Depuis 2004, ce sont plus de 10 000 000 d’ouvrages qui auraient été ainsi numérisés aux fins d’être mis à la disposition, en ligne, des usagers, créant, aux dires des éditeurs requérants, un préjudice considérable, non seulement à leur égard, mais également à celui des auteurs et de leurs ayants droit.

L’argumentaire développé par la société Google, essentiellement fondé sur l’incompétence d’une juridiction française à statuer sur des actes commis en dehors de son territoire, mais également le bénéfice culturel inestimable du service proposé, n’a pas retenu l’attention de la 3ème Chambre Civile du TGI de Paris, qui a pour sa part considéré qu’« En reproduisant intégralement et en rendant accessibles des extraits d’ouvrages sans l’autorisation des ayants droit, la société Google a commis des actes de contrefaçon de droits d’auteur au préjudice des éditions du groupe La Martinière, au premier rang desquelles les éditions du Seuil, ainsi qu’au préjudice du Syndicat national de l’édition (SNE) et de la Société des gens de lettres (SGDL) », la condamnant au versement d’une somme de 300 000 € en faveur des éditions LA MARTINIERE, notamment propriétaire des éditions du SEUIL, et lui interdisant de même suite, de « poursuivre ses agissements, sous astreinte de 10 000 € par jour de retard ».

Si Serge Eyrolles, Président du Syndicat National de l’Edition Française s’est déclaré satisfait par la motivation de la décision rendue, il n’en va pas, légitimement, de même du côté de Google France, qui a d’ores et déjà décidé d’en interjeter appel, regrettant que ce jugement ne fasse pas  » avancer les droits d’auteurs » mais en revanche « constitue deux pas en arrière pour les droits d’accès des internautes au patrimoine littéraire français et mondial », mettant « la France en queue du peloton de l’internet » selon les termes de son Conseil, Maître Alexandra NERI.

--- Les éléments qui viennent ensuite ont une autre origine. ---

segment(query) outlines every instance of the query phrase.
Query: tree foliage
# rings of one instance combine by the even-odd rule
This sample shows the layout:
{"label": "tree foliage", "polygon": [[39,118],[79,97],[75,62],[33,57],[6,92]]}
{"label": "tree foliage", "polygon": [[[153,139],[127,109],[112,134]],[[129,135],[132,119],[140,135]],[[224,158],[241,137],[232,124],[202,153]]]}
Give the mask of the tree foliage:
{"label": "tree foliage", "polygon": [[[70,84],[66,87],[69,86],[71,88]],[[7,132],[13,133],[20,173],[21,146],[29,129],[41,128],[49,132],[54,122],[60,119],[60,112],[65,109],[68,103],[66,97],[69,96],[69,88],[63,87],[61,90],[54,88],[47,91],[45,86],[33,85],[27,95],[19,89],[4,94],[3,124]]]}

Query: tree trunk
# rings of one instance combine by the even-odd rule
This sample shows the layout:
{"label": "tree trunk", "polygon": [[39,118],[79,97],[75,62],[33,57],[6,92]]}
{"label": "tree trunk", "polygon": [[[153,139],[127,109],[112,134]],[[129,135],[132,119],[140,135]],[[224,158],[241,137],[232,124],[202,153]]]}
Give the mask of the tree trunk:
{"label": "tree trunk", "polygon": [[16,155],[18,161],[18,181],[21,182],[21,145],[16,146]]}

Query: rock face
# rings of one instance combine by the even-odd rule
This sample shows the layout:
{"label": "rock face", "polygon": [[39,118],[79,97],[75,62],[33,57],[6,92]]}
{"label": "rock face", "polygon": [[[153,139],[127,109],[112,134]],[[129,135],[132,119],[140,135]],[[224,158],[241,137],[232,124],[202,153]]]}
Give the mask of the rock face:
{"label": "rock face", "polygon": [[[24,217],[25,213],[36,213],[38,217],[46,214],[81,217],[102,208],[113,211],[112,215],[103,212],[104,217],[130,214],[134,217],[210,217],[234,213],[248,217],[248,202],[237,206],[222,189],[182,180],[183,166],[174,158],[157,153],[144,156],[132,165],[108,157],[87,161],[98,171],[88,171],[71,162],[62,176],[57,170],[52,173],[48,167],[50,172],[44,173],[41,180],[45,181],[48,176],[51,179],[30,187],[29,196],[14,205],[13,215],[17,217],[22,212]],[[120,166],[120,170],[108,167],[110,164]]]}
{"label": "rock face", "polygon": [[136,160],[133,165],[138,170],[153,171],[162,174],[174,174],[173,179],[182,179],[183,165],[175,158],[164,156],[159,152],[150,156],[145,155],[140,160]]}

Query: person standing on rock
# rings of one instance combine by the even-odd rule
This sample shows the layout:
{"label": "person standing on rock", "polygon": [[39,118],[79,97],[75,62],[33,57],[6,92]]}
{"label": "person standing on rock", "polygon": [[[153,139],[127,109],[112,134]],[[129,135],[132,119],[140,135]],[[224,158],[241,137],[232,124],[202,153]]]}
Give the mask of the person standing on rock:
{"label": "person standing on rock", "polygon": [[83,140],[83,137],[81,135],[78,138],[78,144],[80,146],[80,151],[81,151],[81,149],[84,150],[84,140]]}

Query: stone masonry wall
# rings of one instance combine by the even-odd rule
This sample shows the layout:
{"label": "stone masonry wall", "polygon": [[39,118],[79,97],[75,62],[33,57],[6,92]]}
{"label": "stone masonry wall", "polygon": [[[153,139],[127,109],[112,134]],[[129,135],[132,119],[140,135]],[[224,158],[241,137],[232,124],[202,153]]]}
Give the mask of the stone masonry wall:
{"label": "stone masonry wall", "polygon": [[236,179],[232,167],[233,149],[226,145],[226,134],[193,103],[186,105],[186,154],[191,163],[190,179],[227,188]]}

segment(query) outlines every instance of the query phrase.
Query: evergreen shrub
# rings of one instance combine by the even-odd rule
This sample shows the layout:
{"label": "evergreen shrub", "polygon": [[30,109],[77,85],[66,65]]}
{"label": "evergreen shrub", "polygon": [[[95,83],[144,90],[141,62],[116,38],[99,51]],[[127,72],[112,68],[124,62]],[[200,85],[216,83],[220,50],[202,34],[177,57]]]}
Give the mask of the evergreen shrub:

La semaine passée, l’intervention de Nicolas Sarkozy lors d’une table ronde organisée à Strasbourg avait constitué un préambule à cet épilogue judiciaire, ce dernier ayant considéré l’action menée par Google comme une véritable entreprise de dépossession du patrimoine littéraire français, la numérisation des œuvres en cause engendrant hypothétiquement un coût qui ne saurait être supporté par le système public, contrairement aux fonds pouvant être mise à disposition de manière disproportionnée par l’opérateur américain, créant un déséquilibre économique non négligeable.
Au-delà de la qualification pénale de contrefaçon et en marge de l’appréciation faite par le magistrat qui a volontairement limité les cercles d’application de sa décision aux éditions requérantes mais également subordonné la numérisation à l’accord préalable des auteurs ou ayants droit, il ne peut cependant pas être dénié le support porté par l’entreprise privé aux organismes culturels publics français, ses techniques de numérisation ayant séduit bon nombre de nos bibliothèques, la BNF et la Bibliothèque Municipale de Lyon ayant depuis lors requis son soutien dans le cadre d’accords synallagmatiques, portant notamment sur l’archivage numérique de 500 000 ouvrages libres de droit et de leur mise à disposition au référencement.